You say you take things seriously most of the time. Thing is, most people take
things seriously too, and you need to figure out what they are.

To have friends is to give friendship.

And to give friendship is to pay attention to what things people take
seriously.

And to walk in their shoes a bit, climb into their skin, feel what they feel
when they feel what they feel.

Seriously, it's near impossible for your friends to walk away from you if you
take the things they take seriously as seriously as they feel they should.

------
lovelearning
It happens a lot to me too.

What I have noticed is that those friends whom I meet in person regularly have
stayed friends, while those whom I interact with mostly online (due to
distance or schedule) have drifted away over time.
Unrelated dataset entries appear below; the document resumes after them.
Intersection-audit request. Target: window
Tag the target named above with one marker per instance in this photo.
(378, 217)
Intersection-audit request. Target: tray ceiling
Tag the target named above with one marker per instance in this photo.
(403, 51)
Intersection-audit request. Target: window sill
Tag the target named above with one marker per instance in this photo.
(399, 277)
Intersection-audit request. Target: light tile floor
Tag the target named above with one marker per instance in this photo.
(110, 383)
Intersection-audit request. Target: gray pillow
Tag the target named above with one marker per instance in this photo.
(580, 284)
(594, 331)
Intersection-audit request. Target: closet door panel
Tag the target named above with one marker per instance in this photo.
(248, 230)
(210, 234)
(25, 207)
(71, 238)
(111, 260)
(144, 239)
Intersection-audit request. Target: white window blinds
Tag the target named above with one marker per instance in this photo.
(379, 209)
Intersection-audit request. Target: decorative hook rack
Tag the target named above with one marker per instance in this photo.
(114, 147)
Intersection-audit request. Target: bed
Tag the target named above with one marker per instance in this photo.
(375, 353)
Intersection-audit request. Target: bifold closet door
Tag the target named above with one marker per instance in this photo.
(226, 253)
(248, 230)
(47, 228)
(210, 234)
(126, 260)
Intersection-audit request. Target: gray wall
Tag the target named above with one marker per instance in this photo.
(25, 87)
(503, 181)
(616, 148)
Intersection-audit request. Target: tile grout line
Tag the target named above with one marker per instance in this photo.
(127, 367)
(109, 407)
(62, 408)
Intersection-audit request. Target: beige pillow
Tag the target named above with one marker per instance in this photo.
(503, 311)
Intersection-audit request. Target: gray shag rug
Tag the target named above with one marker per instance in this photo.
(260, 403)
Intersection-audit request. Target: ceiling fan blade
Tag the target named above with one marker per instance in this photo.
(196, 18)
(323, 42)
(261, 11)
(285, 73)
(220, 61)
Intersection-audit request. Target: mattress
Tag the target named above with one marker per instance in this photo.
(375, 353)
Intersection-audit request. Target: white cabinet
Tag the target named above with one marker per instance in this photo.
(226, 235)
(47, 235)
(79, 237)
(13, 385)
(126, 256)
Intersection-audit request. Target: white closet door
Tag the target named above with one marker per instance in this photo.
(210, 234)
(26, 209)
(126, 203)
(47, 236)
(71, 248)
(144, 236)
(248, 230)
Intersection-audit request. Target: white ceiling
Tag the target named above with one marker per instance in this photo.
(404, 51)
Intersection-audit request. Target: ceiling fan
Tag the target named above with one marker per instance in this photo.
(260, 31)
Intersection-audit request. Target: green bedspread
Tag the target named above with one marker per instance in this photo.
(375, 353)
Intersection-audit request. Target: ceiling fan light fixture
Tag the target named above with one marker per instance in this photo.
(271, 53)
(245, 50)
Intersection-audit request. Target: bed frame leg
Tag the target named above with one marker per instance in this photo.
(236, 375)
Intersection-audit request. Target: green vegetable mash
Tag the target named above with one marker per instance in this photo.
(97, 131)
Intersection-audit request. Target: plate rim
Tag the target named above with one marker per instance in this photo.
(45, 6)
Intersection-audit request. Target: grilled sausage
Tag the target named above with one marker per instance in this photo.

Personally, I'm not too troubled by it. I don't think it should trouble you
either - after all the other person too has lost a friend in you. But if it
does, then I suggest meeting them in person if most of your interactions are
currently online.

------
GmeSalazar
It happens to me as well. As ky3 puts it, most people take things seriously
too. Problem is, perhaps what they do take seriously is not what you do. Try
to get along with people that share tastes with you (not limiting yourself to
them, of course). Common interests are key to social relationships; they seem
to be the glue that holds people together.

------
olegious
Have you thought about reaching out to them and asking what happened?

------
wallflower
This may or may not help. I read this recently and am thinking about it a lot.

[http://therumpus.net/2014/12/the-sunday-rumpus-essay-get-
rej...](http://therumpus.net/2014/12/the-sunday-rumpus-essay-get-rejected/)

------
mc_hammer
working out; if your not healthy your body and mind will spend energy on
fixing urself when really your mind should be focused on enjoying your life
and feeling good, and the body strong and comfortable in any situation.

------
percept
What do you really want?